# Colubrids > General Colubrids >  day old chicks for corns and kings?

## Bruce Whitehead

I have 5 colubrids, and was recently offered a trade of day old chicks for a BP hatchling that I have for sale.

I am one of those carmudgeons that does not like switching up BP prey, but I know my colubrids are garbage disposals and I assume they would feed on them if given the chance.

Has anyone had success feeding colubrids chicks before and do they take them with consistency?

I checked out the nutritional comparison chart at Rodentpro.com and other than being lower in ash, they are quite similar to an adult mouse nutrition wise (and yes, I know there are not studies specific to colubrids and what they require).

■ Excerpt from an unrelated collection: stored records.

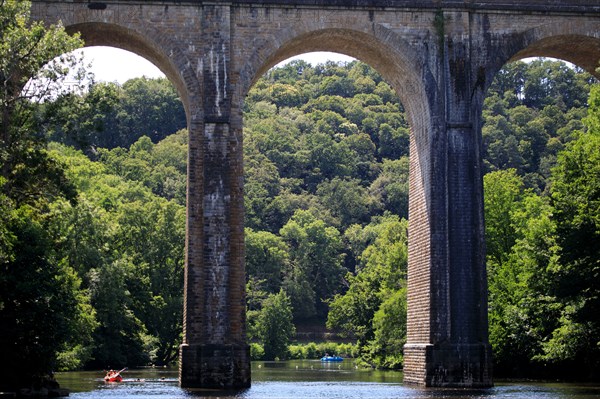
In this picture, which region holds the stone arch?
[232,21,437,228]
[234,22,430,147]
[485,20,600,91]
[65,22,202,122]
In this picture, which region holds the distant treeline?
[0,43,600,384]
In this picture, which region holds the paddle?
[113,367,127,377]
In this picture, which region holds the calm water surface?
[57,360,600,399]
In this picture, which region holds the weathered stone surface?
[32,0,600,388]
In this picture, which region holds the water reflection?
[57,361,600,399]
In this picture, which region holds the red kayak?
[104,367,127,382]
[104,375,123,382]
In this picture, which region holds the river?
[57,360,600,399]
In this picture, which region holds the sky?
[78,46,353,84]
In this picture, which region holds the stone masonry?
[32,0,600,389]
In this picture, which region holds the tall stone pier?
[32,0,600,389]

Any feedback appreciated. 

Bruce

----------


## dr del

Hi,

I've fed a couple of spare chicks to the corn snakes over the years.

The main problem I found was the sheer size of the chicks across the hips compared to a corn's head. They managed to eat them but I was always nervous about it.  :Embarassed: 

My BP's however really seem to like chicks - I just never wanted to make it a big part of their diet.


dr del

----------


## wilomn

I fed chicks to corns and kings for years. They were never the only food, there were always rodents as well, but I would go three or four months and feed them heavily.

----------


## Bruce Whitehead

I guess that is one of the concerns, is that I would be getting cash plus 500 chicks... I worry about being able to use that many in that time frame before they go bad.

I know they are 20-30g, but I assumed it would be a rounder prey vs the nice sleek rat sausage they are currently getting.

Thanks for the responses. Always appreciate it.

Bruce

----------


## RichardA

People order frozen prey by the hundreds all the time. You will go through them a lot quicker then you think as well. They are a good switch up food item, even more so for corns and other rat snakes.

----------